Eu não me conformo porque eu sempre cheguei na casa deles (em três ou quatro municípios diferentes, eles mudam muito) por minha própria conta e risco, com meia dúzia de indicações e/ou um mapa, muitas vezes carregando malas gigantescas. Ninguém ia me buscar em lugar nenhum, nem me levar de carro, nem eu jamais tive um. Neguinho tem inveja que eu viajei aqui e acolá, mas na maior parte do lugares (Brasília foi uma honrosa exceção, mas se precisasse, eu chegava, de algum modo) eu sempre me virei sozinha. Nunca ninguém perguntou como eu fazia.

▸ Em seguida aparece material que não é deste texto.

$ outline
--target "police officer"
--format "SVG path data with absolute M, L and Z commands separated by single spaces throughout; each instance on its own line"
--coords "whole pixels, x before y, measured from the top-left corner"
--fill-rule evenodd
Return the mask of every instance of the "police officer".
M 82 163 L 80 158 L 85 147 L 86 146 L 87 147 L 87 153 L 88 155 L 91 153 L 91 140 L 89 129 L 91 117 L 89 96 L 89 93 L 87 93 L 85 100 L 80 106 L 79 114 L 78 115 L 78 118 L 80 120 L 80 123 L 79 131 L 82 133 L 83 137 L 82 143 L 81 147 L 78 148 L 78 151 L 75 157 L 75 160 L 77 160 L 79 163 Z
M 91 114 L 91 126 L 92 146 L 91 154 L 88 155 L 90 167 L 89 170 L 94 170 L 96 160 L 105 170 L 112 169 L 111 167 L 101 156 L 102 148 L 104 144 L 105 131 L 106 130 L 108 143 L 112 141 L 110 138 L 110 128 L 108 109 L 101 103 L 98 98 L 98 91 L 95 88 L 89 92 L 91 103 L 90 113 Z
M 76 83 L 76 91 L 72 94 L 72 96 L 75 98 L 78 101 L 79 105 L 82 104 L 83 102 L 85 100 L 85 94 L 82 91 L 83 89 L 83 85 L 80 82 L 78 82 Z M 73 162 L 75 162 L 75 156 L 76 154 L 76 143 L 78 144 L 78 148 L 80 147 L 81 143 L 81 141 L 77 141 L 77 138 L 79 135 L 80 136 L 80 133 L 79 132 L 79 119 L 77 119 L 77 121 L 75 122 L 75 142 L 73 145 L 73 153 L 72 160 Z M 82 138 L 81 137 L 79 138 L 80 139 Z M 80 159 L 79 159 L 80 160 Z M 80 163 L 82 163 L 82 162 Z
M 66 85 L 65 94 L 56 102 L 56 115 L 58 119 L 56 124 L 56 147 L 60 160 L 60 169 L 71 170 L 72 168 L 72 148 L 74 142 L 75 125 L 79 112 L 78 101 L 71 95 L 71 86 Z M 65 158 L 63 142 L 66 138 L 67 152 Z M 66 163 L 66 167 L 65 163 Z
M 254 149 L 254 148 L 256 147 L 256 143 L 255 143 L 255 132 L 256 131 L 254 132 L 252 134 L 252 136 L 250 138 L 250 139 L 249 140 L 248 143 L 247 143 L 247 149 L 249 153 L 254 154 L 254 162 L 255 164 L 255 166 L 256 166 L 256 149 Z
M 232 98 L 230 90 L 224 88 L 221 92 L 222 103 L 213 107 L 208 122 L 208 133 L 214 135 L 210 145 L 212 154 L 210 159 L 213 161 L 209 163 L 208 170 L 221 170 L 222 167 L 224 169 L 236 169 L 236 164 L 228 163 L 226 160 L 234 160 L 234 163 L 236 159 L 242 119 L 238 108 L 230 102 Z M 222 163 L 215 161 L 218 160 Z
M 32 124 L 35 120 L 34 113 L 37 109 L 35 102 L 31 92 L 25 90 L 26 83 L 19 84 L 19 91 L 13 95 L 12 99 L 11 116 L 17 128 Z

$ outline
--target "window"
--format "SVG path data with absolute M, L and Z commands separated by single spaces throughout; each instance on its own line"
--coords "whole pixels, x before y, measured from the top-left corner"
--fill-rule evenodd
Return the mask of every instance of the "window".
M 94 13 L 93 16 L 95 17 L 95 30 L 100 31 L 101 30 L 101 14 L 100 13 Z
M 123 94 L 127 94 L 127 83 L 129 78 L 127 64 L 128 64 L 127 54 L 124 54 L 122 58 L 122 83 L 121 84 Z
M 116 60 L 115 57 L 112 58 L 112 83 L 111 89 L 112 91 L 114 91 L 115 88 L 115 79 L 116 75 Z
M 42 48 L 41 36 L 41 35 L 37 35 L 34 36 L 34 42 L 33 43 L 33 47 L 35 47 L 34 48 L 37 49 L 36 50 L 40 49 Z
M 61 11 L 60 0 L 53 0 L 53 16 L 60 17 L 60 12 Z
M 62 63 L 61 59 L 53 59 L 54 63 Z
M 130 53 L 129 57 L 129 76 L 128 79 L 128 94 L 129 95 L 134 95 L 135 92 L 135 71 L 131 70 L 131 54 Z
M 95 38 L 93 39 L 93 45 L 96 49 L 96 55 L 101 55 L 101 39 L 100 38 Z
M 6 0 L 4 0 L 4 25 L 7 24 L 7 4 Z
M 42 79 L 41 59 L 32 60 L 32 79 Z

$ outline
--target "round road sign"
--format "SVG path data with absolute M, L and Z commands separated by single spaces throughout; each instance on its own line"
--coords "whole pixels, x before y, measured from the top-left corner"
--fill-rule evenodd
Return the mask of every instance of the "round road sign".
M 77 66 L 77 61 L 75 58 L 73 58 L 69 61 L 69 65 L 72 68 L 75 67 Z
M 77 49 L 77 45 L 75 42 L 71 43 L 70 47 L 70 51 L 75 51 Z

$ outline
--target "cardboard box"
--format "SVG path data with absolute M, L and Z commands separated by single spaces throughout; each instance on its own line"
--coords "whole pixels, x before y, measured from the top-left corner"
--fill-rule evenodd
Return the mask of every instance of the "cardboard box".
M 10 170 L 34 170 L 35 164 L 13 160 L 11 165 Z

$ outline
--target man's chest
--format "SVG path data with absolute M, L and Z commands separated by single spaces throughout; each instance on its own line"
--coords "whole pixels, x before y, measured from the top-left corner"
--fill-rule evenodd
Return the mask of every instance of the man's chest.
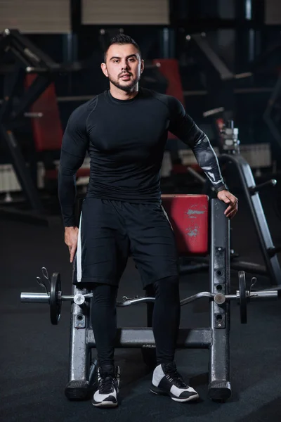
M 88 126 L 90 143 L 103 152 L 149 151 L 166 141 L 168 113 L 161 110 L 114 109 L 95 116 Z

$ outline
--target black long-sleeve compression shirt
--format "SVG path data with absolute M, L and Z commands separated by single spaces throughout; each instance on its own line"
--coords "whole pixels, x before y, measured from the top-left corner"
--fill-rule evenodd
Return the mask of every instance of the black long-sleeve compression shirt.
M 75 174 L 87 152 L 87 197 L 161 202 L 160 170 L 169 131 L 190 147 L 215 188 L 224 188 L 207 136 L 180 101 L 144 89 L 131 100 L 117 100 L 107 90 L 72 113 L 63 136 L 58 196 L 65 226 L 75 225 Z

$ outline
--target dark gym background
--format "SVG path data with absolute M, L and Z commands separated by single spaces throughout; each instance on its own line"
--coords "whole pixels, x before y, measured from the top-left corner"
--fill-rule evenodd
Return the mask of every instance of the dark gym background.
M 107 21 L 105 21 L 105 16 L 107 16 Z M 242 153 L 244 151 L 246 154 L 242 147 L 254 146 L 251 149 L 249 146 L 247 158 L 256 184 L 271 179 L 277 181 L 276 186 L 266 186 L 261 190 L 260 198 L 273 243 L 277 248 L 281 244 L 279 0 L 37 0 L 36 5 L 29 0 L 0 0 L 0 32 L 6 28 L 19 30 L 56 63 L 70 68 L 79 63 L 79 70 L 74 70 L 75 66 L 72 66 L 72 71 L 58 72 L 53 79 L 63 129 L 75 108 L 107 89 L 107 82 L 102 75 L 100 63 L 103 46 L 111 36 L 119 32 L 130 34 L 139 44 L 148 63 L 155 58 L 176 59 L 185 108 L 208 134 L 212 145 L 218 145 L 214 119 L 221 115 L 218 113 L 204 117 L 203 113 L 216 107 L 218 98 L 222 98 L 221 105 L 226 111 L 223 117 L 233 119 L 235 126 L 239 128 Z M 251 75 L 230 84 L 218 78 L 192 43 L 192 36 L 198 34 L 203 34 L 231 72 Z M 8 65 L 13 62 L 12 56 L 8 58 Z M 8 72 L 11 76 L 14 71 L 13 67 L 10 70 L 7 68 L 6 60 L 0 51 L 0 117 L 5 97 L 5 78 Z M 142 83 L 156 91 L 164 91 L 166 87 L 161 75 L 151 69 L 148 69 L 146 74 L 145 72 Z M 226 92 L 227 95 L 221 95 Z M 13 103 L 17 104 L 18 98 L 17 93 Z M 266 110 L 269 109 L 269 117 L 266 119 Z M 14 132 L 22 157 L 29 162 L 32 155 L 34 158 L 34 143 L 30 120 L 20 122 Z M 183 149 L 183 146 L 176 144 L 177 147 L 172 148 L 171 151 L 172 171 L 162 178 L 163 191 L 201 193 L 202 186 L 197 179 L 188 173 L 177 172 L 177 149 Z M 264 151 L 270 151 L 270 158 L 266 164 L 261 165 L 259 145 L 264 144 L 267 145 Z M 58 151 L 53 152 L 51 158 L 58 160 Z M 7 170 L 10 164 L 11 167 Z M 40 198 L 51 215 L 51 224 L 38 224 L 37 220 L 32 218 L 27 222 L 20 214 L 29 207 L 24 193 L 20 186 L 10 189 L 7 182 L 7 178 L 13 177 L 14 165 L 13 157 L 0 136 L 0 207 L 2 211 L 8 210 L 7 213 L 0 214 L 1 421 L 280 420 L 281 312 L 278 301 L 251 302 L 247 325 L 240 324 L 238 307 L 232 303 L 233 396 L 226 403 L 215 403 L 208 398 L 208 351 L 185 350 L 176 353 L 180 371 L 200 395 L 200 402 L 190 405 L 180 404 L 168 397 L 150 393 L 151 373 L 143 362 L 140 351 L 126 349 L 116 352 L 117 363 L 122 370 L 121 403 L 117 409 L 96 409 L 91 402 L 68 402 L 63 391 L 67 381 L 69 304 L 63 305 L 59 325 L 52 326 L 47 305 L 22 304 L 20 301 L 22 291 L 40 291 L 36 276 L 41 275 L 41 267 L 46 267 L 50 273 L 60 271 L 64 294 L 71 293 L 72 267 L 63 241 L 55 184 L 54 186 L 37 186 Z M 231 191 L 239 198 L 240 206 L 237 215 L 231 222 L 232 248 L 239 254 L 240 260 L 263 265 L 262 253 L 244 192 L 235 183 L 236 177 L 231 170 L 226 172 L 226 177 Z M 83 191 L 83 186 L 81 189 Z M 12 211 L 14 218 L 8 215 L 10 208 L 20 211 L 15 218 Z M 271 287 L 266 274 L 247 272 L 248 283 L 254 275 L 258 277 L 259 288 Z M 231 282 L 235 293 L 237 288 L 237 271 L 232 271 Z M 204 291 L 208 287 L 207 271 L 182 276 L 181 297 Z M 142 294 L 138 274 L 130 261 L 119 298 Z M 145 324 L 145 308 L 136 305 L 118 309 L 118 316 L 120 327 L 141 326 Z M 207 324 L 207 300 L 182 308 L 181 326 L 202 327 Z

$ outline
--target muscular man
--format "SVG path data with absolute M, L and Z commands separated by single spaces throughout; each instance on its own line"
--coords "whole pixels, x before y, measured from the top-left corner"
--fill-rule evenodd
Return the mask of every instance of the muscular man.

Sou filha do meu pai, um cara que, igualmente, sempre chegou a qualquer ponto desse país com um mapinha xumbrega (antes, muito antes do satélite) e/ou meia dúzia de indicações. E ele tinha um puta senso de orientação, coisa que não tenho mas me viro ASSIM MESMO.
Saldo da história: nenhum, os lados todos ficaram quites. Só eu me fodi, claro, pra não perder o costume. Levei três broncas de três pessoas diferentes porque essa porra desse mundo não tem a menor consideração pela minha atitude não hostil frente à vida. Se fuder, todo mundo.